For a moment he looked like a child watching the other children go to the
party down the street. And she was touched a bit. Then his face hardened and he
got behind the wheel and drove away, and she felt an enormous and wonderful
relief, knowing that he wouldn’t be back. Brock stood in the doorway watching her
approach. She dusted her hands together as she walked, grinning, up to him.

 

Ben saw his
children standing there together as he turned into his driveway at ten of six.

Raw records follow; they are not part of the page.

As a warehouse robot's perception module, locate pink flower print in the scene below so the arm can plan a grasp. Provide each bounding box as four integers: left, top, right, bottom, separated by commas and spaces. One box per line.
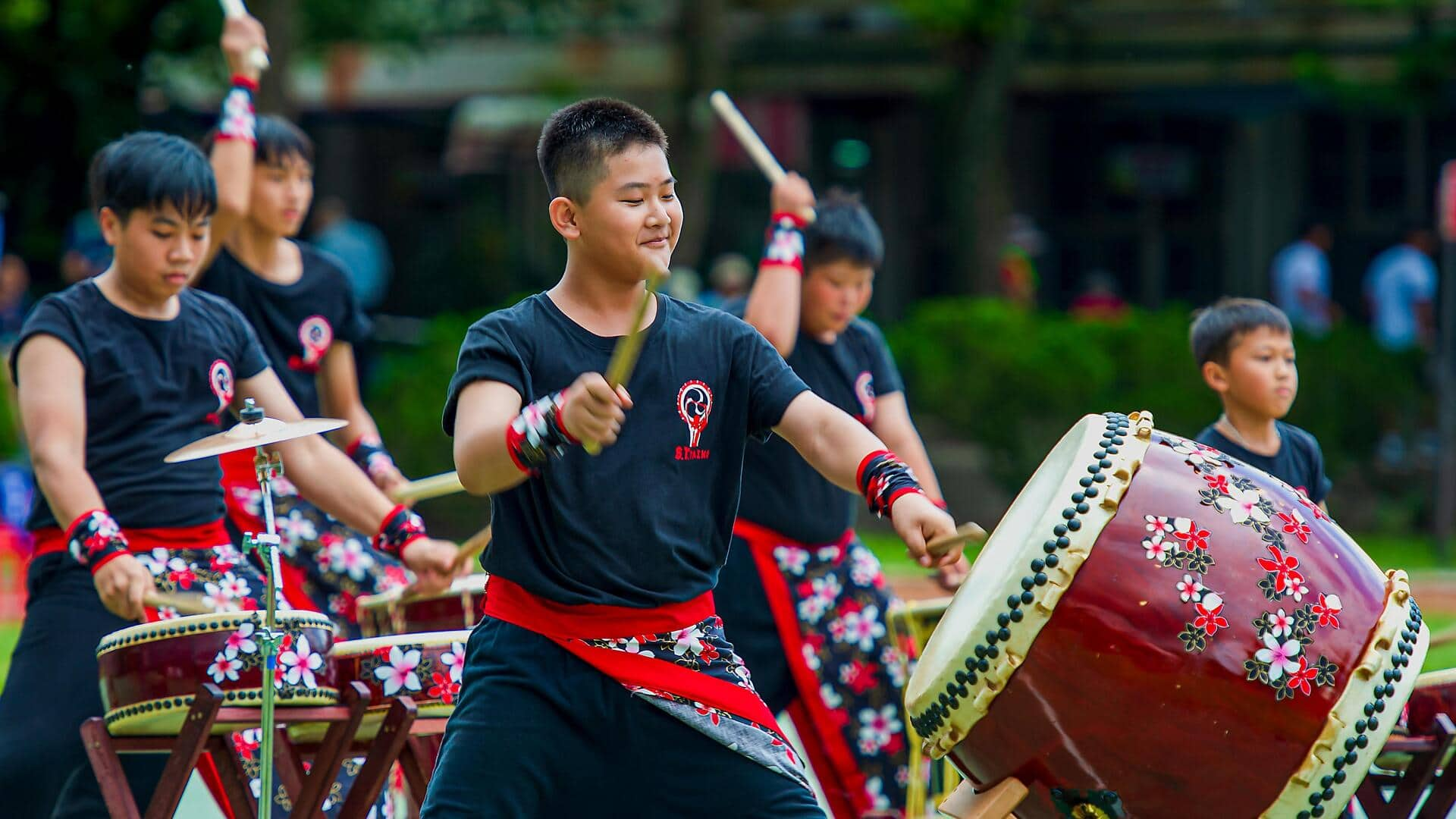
223, 623, 258, 659
1254, 631, 1309, 679
429, 672, 460, 705
1279, 509, 1309, 544
1213, 488, 1269, 523
1255, 547, 1307, 592
1192, 592, 1228, 637
1178, 574, 1203, 604
278, 635, 323, 688
1174, 517, 1209, 549
440, 642, 464, 682
207, 651, 243, 682
374, 645, 419, 697
1266, 609, 1294, 637
1143, 514, 1174, 539
1287, 657, 1320, 695
1310, 593, 1344, 628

This day had been bad. It had not been a day of recurrent crises, of threat of
catastrophe. Those days were, somehow, easier to bear than a day such as this
one. Because crisis seemed to generate a sharpening of mind and instinct, a
quick-footed caution, so that in crisis there was something of the stalk and
the hunt and the kill, and the exhaustion afterward was healthier. But this day
had been like driving uphill over cobblestones in an ancient, gasping,
springless
car, with the cumulative effects of the tiny
joltings
sandpapering his nerves. In descending order of
importance there was the Griffin offer, there was the scene with Quinn and his
unexplained absence, there was the absence of the vacationing Miss Meyer, there
was an expensive cancellation, a lost shipment, two minor accidents in the mill
that would bring around both the insurance investigators and the state people,
a troublesome breakdown of equipment, a wrangle about discount. Nothing in
itself that had the smell of crisis. Just a day full of things pressing on him,
and a trip home that, instead of releasing pressure, merely shifted a new
load—the load of Robbie, of Brock, of Ellen—and the overlapping burden of
Quinn. Quinn was not going to be permitted to be a petulant child punishing the
world because his feelings had been hurt.